Comprendere le logiche che presiedono al calcolo è essenziale per ogni lavoratore che desideri monitorare la propria situazione finanziaria e assicurarsi che l’azienda abbia applicato correttamente le normative vigenti.
La natura della tredicesima e le voci da considerare
La tredicesima mensilità, o gratifica natalizia, matura in proporzione ai mesi di servizio effettuati nell’anno solare, venendo calcolata sull’ammontare della retribuzione globale di fatto (lo stipendio lordo). Il primo fattore che incide sulla riduzione dell’importo netto è la tassazione. A differenza della percezione comune, la tredicesima non è affatto esentasse.
Su questo emolumento vengono applicati sia i contributi previdenziali (a carico del lavoratore, circa il 9,19% per la maggior parte dei contratti), sia l’IRPEF. La differenza sostanziale rispetto agli stipendi ordinari risiede principalmente nell’applicazione delle detrazioni fiscali. Su questa mensilità aggiuntiva non vengono generalmente applicate le detrazioni per lavoro dipendente e per carichi familiari che vengono invece distribuite e spalmate sulle dodici mensilità ordinarie. Questo meccanismo fa sì che l’aliquota IRPEF effettivamente applicata sulla tredicesima risulti più alta, riducendo sensibilmente l’importo finale.

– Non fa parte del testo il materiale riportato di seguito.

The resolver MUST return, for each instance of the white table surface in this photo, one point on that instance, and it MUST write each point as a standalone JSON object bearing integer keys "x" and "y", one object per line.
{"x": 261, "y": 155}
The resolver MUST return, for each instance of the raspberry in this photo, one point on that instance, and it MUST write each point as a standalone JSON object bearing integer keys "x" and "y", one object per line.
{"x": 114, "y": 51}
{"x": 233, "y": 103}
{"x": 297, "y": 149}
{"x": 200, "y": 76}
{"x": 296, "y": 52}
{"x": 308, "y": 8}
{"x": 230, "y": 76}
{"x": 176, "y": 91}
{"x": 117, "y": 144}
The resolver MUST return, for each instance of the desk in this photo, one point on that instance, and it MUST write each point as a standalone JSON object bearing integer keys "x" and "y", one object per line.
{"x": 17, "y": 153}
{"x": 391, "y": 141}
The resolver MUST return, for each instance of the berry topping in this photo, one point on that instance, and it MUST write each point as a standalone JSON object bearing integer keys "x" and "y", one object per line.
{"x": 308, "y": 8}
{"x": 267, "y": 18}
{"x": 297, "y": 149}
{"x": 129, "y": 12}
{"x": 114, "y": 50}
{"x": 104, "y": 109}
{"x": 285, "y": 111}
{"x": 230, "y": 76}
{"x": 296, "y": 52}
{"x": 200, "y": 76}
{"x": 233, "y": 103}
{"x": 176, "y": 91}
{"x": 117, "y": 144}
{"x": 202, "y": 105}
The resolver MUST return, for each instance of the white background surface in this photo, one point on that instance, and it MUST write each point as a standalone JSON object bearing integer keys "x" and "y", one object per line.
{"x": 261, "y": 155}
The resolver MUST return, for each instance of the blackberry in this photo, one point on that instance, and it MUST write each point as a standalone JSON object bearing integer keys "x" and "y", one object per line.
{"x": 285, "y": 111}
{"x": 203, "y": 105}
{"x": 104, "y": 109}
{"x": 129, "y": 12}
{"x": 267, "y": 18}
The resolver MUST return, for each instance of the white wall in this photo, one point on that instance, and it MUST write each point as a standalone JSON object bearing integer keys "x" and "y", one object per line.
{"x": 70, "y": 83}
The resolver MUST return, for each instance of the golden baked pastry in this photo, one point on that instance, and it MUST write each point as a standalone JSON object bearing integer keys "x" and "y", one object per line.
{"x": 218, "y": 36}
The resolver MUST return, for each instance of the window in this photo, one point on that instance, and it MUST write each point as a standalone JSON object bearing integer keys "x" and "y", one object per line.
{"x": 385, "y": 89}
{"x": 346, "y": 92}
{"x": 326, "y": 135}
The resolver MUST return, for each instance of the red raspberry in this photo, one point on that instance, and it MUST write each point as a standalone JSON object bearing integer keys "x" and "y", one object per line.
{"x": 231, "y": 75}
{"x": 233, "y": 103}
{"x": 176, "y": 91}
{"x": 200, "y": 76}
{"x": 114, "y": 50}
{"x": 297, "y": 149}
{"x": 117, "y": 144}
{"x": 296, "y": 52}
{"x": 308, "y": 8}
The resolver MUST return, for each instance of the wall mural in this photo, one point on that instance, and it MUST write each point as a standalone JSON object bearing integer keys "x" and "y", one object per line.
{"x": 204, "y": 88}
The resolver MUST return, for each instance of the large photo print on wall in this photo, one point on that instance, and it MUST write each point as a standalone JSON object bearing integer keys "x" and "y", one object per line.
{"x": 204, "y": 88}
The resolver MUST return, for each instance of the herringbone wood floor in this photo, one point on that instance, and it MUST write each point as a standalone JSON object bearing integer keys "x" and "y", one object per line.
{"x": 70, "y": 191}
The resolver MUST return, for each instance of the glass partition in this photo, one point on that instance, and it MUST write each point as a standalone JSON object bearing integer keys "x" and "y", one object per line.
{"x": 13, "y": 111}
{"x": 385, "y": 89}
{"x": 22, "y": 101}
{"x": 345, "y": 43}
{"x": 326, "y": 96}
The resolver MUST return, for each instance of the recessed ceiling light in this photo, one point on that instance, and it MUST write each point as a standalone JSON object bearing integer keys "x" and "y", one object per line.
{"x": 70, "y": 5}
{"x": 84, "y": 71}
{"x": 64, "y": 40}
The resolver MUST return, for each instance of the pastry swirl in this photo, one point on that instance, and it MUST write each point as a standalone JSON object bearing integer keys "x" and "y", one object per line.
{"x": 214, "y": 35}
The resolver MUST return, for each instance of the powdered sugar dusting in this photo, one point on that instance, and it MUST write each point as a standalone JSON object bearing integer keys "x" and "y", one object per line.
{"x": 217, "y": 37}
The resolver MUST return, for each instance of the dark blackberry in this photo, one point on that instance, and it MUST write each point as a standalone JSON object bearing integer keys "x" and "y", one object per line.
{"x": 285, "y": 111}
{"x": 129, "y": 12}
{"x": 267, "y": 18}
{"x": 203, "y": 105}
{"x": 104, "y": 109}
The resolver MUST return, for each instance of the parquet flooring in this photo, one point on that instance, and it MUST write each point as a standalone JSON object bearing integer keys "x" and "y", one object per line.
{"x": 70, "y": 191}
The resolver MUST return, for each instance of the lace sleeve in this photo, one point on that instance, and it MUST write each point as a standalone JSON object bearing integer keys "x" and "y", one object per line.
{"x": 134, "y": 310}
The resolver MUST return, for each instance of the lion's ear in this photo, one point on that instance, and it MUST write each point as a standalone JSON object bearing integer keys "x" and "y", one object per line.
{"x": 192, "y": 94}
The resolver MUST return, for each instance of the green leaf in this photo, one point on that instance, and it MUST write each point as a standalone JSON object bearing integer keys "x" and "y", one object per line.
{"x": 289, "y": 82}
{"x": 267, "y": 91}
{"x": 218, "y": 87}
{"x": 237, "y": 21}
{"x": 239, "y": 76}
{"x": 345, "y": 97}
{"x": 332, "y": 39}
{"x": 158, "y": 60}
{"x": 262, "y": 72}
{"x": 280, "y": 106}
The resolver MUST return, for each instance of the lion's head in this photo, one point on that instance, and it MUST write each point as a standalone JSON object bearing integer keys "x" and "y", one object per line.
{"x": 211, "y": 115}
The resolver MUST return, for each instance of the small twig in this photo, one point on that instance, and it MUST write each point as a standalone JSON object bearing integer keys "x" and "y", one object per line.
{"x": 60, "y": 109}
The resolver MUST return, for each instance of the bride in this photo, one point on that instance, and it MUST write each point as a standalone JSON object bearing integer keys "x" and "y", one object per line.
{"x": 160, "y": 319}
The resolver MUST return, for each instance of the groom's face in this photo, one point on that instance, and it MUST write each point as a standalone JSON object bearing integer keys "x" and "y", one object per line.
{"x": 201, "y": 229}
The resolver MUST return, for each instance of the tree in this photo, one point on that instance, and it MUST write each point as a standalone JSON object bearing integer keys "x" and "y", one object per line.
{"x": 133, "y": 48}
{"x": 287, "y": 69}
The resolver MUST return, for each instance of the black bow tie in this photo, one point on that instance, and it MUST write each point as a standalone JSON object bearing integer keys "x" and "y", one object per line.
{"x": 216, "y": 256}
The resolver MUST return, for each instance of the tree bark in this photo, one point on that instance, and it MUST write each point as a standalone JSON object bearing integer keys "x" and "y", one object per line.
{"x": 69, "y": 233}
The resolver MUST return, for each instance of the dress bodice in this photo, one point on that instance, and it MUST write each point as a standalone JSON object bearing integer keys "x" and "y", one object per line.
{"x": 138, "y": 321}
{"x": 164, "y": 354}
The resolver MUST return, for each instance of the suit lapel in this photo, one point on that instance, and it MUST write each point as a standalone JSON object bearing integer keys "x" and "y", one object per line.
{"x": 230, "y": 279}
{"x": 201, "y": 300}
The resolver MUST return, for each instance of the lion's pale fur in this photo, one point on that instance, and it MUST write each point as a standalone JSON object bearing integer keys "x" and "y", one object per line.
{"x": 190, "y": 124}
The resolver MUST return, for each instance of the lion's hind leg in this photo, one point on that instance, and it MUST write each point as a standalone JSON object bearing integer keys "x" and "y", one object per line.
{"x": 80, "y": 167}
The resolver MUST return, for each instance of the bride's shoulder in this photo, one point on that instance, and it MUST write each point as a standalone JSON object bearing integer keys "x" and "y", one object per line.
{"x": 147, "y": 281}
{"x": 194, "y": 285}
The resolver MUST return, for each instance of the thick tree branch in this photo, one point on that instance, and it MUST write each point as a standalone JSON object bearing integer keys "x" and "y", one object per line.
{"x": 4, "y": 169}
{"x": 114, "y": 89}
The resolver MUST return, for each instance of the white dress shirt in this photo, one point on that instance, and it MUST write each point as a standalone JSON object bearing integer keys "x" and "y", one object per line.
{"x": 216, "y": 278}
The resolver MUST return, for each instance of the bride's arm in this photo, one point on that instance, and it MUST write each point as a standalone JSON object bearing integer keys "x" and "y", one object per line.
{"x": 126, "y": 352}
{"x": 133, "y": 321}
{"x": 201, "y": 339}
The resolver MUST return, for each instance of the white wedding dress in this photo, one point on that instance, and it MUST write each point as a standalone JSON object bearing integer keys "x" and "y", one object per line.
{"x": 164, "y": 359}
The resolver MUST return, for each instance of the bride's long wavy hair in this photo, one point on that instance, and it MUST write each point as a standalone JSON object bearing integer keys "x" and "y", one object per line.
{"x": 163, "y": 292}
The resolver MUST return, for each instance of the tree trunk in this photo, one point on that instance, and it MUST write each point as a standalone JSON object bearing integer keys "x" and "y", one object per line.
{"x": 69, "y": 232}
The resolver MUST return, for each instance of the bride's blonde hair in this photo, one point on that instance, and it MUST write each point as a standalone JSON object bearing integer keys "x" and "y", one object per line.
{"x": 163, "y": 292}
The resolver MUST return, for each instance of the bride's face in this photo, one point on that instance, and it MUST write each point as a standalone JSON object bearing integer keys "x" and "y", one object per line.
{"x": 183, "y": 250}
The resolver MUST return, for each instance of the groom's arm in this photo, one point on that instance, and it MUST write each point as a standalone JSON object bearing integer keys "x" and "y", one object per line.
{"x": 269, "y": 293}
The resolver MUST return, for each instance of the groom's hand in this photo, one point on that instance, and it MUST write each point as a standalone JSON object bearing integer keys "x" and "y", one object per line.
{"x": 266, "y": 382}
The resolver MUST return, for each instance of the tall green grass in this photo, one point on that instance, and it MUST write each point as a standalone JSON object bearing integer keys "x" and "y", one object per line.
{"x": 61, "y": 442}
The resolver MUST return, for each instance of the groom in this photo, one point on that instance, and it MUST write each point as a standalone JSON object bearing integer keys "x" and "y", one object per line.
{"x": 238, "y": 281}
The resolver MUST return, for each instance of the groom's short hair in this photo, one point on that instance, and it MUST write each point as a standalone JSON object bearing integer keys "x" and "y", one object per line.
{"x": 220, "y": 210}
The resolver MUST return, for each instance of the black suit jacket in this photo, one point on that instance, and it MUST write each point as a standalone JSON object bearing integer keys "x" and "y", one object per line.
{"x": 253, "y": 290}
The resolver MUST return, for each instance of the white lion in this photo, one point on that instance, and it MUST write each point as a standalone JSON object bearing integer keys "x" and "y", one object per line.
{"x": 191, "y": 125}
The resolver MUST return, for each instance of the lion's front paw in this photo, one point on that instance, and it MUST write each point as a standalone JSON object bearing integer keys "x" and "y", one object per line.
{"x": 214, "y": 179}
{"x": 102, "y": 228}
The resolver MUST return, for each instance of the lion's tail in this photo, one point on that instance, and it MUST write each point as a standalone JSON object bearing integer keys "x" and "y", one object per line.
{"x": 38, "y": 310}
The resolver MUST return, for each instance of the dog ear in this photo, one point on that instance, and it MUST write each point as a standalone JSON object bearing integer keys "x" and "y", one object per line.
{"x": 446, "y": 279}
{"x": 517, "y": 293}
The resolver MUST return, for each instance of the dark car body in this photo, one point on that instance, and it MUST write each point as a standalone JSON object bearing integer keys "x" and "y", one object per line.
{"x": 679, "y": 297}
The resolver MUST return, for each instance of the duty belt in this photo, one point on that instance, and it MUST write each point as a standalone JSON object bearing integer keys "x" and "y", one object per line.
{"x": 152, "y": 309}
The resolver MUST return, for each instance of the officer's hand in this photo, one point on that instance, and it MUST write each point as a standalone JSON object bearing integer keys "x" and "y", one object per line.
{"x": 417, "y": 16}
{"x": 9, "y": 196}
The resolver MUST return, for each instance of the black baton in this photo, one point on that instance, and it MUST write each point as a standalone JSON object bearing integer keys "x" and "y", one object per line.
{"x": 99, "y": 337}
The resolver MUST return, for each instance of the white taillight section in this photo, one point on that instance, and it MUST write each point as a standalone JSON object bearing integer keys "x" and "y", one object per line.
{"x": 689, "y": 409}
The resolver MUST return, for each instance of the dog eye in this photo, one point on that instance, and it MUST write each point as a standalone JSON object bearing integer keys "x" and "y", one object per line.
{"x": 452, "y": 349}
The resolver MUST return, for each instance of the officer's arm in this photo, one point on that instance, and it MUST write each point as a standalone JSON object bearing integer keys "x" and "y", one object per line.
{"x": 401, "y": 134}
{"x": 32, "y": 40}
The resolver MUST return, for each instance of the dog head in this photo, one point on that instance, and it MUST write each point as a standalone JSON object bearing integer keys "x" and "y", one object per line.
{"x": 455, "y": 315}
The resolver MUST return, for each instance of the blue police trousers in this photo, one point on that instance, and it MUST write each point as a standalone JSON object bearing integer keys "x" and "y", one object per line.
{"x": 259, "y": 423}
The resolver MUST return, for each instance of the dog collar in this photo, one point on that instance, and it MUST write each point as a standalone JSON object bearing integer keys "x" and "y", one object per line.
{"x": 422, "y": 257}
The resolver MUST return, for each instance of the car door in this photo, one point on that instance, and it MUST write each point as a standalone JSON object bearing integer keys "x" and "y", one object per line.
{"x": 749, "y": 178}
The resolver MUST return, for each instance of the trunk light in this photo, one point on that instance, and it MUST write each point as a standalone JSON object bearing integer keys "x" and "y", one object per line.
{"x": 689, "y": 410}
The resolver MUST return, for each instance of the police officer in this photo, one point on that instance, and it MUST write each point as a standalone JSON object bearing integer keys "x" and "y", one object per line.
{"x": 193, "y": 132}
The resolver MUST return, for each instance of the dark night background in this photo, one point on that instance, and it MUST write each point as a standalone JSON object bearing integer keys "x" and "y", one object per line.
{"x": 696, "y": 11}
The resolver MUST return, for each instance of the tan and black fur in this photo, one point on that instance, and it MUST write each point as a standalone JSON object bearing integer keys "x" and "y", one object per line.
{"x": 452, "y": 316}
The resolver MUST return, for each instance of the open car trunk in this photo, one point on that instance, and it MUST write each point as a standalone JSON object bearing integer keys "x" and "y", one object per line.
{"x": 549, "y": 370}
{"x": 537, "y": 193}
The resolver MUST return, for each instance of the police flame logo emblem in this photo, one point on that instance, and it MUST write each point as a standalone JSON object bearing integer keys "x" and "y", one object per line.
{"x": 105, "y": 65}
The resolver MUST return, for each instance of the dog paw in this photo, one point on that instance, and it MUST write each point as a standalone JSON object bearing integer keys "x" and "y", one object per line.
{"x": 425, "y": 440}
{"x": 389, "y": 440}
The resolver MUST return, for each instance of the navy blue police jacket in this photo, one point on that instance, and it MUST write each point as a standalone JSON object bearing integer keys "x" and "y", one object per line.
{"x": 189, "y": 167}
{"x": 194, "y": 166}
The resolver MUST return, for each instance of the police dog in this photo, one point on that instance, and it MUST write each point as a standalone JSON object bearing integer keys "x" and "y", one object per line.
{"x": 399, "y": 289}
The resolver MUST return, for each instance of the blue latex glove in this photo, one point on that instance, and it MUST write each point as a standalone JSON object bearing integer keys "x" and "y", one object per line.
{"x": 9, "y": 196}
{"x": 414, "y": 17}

Il controllo rapido sulla busta paga
Per verificare in pochi minuti se l’importo liquidato è corretto, è necessario focalizzarsi su alcuni elementi della *busta paga*. Il primo passo è accertare l’importo lordo della tredicesima, che dovrebbe corrispondere a circa un dodicesimo della retribuzione annua lorda, calcolata in base ai mesi effettivamente lavorati. Eventuali assenze non retribuite (come congedi non coperti o aspettative) riducono la maturazione.
Una volta individuato l’importo lordo, si procede sottraendo i contributi INPS. Successivamente, sull’importo residuo (imponibile fiscale) viene applicata l’aliquota IRPEF prevista per il contribuente, in base agli scaglioni di reddito. La chiave del controllo sta nel verificare che in questa sezione, a differenza delle buste paga mensili, le voci relative a ‘detrazioni da lavoro’ o ‘bonus’ siano nulle o assenti. Se le detrazioni sono presenti, l’importo netto risulterà più elevato del previsto, ma ciò potrebbe comportare una correzione o un conguaglio fiscale negativo nel mese di dicembre o gennaio.
Quando è necessario approfondire l’analisi
Se dopo il controllo rapido l’importo netto appare drasticamente inferiore rispetto alle aspettative, potrebbe essere necessario richiedere un chiarimento all’ufficio risorse umane o rivolgersi a un consulente del lavoro. Errori comuni possono includere una base di calcolo errata (ad esempio, non includendo elementi fissi della retribuzione come gli scatti di anzianità) o l’applicazione di un’aliquota IRPEF non appropriata.
La trasparenza del cedolino paga è fondamentale per il lavoratore. Essendo la tredicesima una componente essenziale del reddito annuale, dedicare qualche minuto alla verifica del suo corretto versamento è una prassi di sana gestione finanziaria.